President Joe Biden’s rhetoric has been consistently pro-union, going as far as to make the pledge the night before the 2020 presidential election to “be the most pro-union president you’ve ever seen.” The president has also pushed legislation like the Protecting the Right to Organize (PRO) Act, which was criticized by Republicans as forcing unionization on workers by seeking to force non-union members pay to dues.
“The UPS Teamsters deal is likely to be viewed, especially at very large companies that are working with the Teamsters and in the trucking industry, as a sort of bellwether for how negotiations may go,” Ryan Yonk, senior research faculty at the American Institute for Economic Research, told the DCNF. “That agreement comes about in large part because UPS felt there was a credible threat potentially from the Teamsters not showing up and having a work stoppage, and so ultimately, they came to the table, and I think the positions of both sides are affected by the administration’s rhetoric and views on how labor and management negotiations should go.”
Shipping giant Yellow, which employed about 30,000 people and operated more than 12,000 trucks around the U.S., ceased operations on Sunday, intending to file for bankruptcy, marking the biggest collapse for the U.S. trucking industry in history. At the time of the failure, Yellow held $1.5 billion in debt and was in a heated exchange with the Teamsters, culminating in a strike threat in July, according to The Wall Street Journal.
“Any bankruptcy is highly likely to be related to how the company has arrived and primary the underlying market conditions,” Yonk told the DCNF on the bankruptcy of Yellow. “But on the margins, things like the prices of diesel, the regulatory compliance as well as the potential for increased labor unrest all feed into that.”
YRC has ceased its Canadian operations and filed for bankruptcy in the United States.
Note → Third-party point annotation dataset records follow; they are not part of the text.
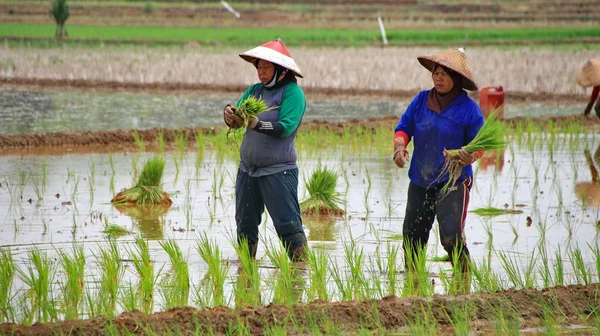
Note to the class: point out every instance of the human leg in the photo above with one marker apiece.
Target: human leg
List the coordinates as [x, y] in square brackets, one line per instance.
[451, 215]
[418, 220]
[248, 210]
[280, 194]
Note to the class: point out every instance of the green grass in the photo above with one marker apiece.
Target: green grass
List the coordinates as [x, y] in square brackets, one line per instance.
[293, 36]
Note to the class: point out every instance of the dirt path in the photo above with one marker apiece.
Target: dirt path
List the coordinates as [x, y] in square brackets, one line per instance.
[525, 307]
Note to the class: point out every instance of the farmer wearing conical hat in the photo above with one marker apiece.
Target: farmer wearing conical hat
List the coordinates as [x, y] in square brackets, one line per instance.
[436, 119]
[589, 76]
[268, 173]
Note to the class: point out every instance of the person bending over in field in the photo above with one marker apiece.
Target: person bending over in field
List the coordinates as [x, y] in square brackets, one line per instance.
[437, 119]
[268, 172]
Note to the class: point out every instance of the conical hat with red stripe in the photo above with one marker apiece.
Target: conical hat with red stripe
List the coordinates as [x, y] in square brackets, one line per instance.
[589, 74]
[274, 52]
[454, 59]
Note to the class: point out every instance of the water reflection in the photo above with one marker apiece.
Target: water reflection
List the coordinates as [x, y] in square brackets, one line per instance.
[149, 218]
[589, 192]
[320, 228]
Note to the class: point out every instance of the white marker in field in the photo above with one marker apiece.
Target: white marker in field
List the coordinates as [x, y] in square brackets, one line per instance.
[229, 8]
[382, 30]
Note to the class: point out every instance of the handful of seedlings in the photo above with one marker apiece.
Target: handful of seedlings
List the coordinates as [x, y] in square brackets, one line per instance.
[489, 137]
[248, 108]
[148, 189]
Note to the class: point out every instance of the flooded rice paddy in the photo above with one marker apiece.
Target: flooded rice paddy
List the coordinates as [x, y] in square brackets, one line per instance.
[30, 112]
[52, 203]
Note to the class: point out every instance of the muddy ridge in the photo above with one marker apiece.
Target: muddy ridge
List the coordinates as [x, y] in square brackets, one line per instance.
[525, 307]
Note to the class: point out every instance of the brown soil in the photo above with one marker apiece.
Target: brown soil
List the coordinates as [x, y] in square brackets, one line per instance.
[569, 304]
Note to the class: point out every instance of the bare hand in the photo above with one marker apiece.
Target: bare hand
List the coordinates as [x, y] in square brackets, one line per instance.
[230, 118]
[465, 158]
[400, 156]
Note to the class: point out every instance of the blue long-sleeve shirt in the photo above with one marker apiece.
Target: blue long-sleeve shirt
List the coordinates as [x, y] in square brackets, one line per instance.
[432, 132]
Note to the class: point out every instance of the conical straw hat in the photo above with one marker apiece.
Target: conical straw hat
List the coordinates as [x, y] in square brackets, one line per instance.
[589, 75]
[453, 59]
[274, 52]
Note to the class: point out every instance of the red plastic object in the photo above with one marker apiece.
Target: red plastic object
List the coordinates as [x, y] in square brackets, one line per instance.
[491, 97]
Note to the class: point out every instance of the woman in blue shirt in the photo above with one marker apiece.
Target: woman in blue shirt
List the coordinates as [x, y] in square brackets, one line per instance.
[437, 119]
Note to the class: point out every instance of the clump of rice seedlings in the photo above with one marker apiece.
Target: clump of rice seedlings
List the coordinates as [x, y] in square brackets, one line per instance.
[217, 270]
[73, 267]
[111, 271]
[323, 199]
[492, 211]
[317, 266]
[148, 189]
[7, 274]
[144, 268]
[489, 137]
[248, 108]
[176, 282]
[39, 277]
[116, 230]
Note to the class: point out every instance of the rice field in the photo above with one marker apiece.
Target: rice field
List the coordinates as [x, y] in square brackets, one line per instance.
[67, 252]
[517, 69]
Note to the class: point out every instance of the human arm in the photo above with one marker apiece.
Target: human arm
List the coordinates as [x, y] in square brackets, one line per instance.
[291, 111]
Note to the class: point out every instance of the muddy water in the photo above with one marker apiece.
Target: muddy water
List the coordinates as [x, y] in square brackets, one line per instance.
[29, 112]
[71, 205]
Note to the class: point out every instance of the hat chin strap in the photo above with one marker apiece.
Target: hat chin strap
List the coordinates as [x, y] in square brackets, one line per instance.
[273, 81]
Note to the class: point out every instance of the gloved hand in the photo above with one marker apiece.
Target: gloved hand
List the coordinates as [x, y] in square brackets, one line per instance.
[400, 156]
[230, 118]
[465, 158]
[252, 122]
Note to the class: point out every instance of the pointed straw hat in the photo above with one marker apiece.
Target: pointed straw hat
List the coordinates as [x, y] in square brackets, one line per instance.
[589, 74]
[274, 52]
[453, 59]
It’s a tragic turn of events for workers – one made worse by how the company handled the apparent closure. 👇#canlabhttps://t.co/azim68OY1m
— Teamsters Canada (@TeamstersCanada) July 31, 2023
“If you look at, for example, how fast diesel prices have gone up and compare that to trucking rates, trucking companies have very clearly been absorbing higher costs and not passing the full freight on their shoulders,” Antoni told the DCNF. “Both the regulations for the actions and the words of this administration have really throttled production and refining of oil and oil products in this country.”
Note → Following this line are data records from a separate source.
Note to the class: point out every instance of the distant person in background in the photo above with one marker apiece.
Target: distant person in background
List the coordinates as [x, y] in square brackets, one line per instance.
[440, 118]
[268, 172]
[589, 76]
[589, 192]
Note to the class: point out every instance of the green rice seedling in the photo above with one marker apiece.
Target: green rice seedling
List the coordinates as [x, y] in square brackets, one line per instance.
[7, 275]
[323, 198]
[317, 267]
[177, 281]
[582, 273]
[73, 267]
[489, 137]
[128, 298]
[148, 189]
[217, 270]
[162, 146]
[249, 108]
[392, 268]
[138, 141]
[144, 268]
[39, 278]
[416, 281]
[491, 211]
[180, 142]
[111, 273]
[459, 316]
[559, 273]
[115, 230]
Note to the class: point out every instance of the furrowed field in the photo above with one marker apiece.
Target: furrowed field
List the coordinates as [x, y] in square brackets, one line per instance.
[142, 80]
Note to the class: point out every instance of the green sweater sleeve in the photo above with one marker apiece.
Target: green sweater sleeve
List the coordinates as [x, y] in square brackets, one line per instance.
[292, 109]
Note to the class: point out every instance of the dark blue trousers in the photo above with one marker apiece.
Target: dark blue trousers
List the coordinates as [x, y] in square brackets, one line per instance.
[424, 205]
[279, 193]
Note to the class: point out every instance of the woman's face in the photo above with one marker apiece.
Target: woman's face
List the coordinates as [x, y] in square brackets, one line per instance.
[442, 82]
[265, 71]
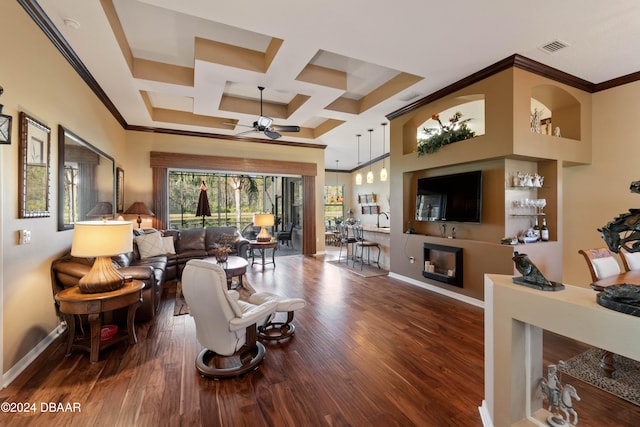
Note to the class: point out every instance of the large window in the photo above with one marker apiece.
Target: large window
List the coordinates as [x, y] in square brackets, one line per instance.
[233, 199]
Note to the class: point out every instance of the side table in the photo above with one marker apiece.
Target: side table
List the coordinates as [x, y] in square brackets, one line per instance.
[234, 266]
[262, 247]
[73, 302]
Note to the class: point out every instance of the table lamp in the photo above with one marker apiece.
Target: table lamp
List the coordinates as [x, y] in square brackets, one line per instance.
[139, 208]
[264, 221]
[101, 239]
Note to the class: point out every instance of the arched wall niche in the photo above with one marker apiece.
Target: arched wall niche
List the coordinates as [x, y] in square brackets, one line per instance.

The price of diesel, a key input into the cost of operation for the trucking industry, has come down in recent months but reached record highs for the U.S. in April 2022, jumping to $5.75 per gallon, up from $2.68 a gallon when Biden took office, according to data from Statista. The price has since fallen but remains elevated at $3.88 per gallon for the month of July.
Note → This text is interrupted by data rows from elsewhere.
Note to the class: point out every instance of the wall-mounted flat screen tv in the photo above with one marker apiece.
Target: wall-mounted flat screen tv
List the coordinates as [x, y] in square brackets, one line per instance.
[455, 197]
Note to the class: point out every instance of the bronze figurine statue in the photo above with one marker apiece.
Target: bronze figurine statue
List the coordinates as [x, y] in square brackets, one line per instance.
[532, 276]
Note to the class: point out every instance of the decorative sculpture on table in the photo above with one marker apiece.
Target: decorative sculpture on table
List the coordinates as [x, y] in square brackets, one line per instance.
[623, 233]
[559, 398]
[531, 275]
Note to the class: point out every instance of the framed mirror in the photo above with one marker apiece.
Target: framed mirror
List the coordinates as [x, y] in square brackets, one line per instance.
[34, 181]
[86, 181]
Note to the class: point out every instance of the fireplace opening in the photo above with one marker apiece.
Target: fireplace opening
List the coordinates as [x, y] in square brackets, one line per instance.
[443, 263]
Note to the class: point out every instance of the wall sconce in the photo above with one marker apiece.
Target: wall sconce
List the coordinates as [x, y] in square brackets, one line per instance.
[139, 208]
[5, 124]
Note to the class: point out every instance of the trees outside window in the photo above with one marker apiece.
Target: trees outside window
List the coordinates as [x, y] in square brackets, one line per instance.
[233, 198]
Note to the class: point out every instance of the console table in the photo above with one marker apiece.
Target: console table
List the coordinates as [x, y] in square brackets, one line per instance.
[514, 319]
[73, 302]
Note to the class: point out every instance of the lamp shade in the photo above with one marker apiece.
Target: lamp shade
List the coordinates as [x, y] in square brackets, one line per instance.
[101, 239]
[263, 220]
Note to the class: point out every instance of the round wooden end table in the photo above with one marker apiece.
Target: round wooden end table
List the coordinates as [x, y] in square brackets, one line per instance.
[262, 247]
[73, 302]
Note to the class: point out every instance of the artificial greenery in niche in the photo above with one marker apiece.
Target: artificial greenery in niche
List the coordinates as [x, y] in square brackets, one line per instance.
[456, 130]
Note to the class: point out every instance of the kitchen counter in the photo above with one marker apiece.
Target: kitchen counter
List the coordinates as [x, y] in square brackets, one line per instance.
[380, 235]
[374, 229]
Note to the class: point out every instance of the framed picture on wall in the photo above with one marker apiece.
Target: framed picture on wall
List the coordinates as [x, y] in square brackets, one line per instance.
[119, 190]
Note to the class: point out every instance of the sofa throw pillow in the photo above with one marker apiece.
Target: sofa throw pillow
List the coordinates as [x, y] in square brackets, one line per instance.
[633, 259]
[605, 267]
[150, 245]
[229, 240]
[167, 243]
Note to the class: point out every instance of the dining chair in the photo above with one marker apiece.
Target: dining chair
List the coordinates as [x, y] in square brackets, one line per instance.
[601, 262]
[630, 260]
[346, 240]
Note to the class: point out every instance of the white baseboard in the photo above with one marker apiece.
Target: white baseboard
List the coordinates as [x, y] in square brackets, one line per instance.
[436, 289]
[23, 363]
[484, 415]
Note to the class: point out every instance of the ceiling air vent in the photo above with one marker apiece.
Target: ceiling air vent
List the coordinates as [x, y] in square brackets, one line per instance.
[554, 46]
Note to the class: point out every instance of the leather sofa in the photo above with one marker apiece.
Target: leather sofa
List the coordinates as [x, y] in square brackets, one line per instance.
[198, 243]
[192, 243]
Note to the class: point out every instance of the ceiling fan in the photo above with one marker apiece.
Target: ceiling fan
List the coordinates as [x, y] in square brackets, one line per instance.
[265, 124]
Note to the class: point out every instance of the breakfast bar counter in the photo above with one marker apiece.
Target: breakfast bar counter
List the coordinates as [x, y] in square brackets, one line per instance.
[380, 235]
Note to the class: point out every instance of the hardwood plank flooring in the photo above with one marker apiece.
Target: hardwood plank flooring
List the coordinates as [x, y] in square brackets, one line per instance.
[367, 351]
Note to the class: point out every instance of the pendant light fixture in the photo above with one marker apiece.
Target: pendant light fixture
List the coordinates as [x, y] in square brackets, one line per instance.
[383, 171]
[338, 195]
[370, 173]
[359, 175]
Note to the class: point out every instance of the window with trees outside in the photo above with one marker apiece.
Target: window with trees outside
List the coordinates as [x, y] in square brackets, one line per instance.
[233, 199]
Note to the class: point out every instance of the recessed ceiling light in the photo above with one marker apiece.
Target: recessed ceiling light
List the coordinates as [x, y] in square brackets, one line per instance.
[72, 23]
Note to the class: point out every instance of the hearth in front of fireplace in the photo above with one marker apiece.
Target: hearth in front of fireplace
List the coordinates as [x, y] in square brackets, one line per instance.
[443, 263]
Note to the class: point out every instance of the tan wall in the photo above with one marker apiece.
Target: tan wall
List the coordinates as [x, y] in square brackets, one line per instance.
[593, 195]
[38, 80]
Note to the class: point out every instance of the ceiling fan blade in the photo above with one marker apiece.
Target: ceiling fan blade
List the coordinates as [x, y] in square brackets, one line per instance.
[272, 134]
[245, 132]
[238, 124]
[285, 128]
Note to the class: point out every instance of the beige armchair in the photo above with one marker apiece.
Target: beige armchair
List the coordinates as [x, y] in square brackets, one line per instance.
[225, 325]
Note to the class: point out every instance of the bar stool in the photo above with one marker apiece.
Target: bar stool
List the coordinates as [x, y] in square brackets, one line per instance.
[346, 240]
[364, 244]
“There has been relatively strong pushback from the Biden administration on allowing either greater extraction or increasing refining capacity in a meaningful way in the United States, primarily due to environmental concerns and climate change issues,” Yonk told the DCNF.
The Biden administration has pushed for actions that hinder oil drilling, such as a new 20-year ban in June on new oil and gas drilling leases within 10 miles of the Chaco Culture National Historical Park in New Mexico. It follows Biden’s goal to conserve at least 30% of federal lands and waters by 2030.
“When [the government] spends way too much money and you create inflation, that’s going to cause interest rates to rise,” Antoni told the DCNF. “They have to go up potentially, and they have, and now you’re seeing companies like Yellow unable to roll over or refinance debt. It’s going to become a real killer.”
The White House did not immediately respond to a request to comment from the DCNF.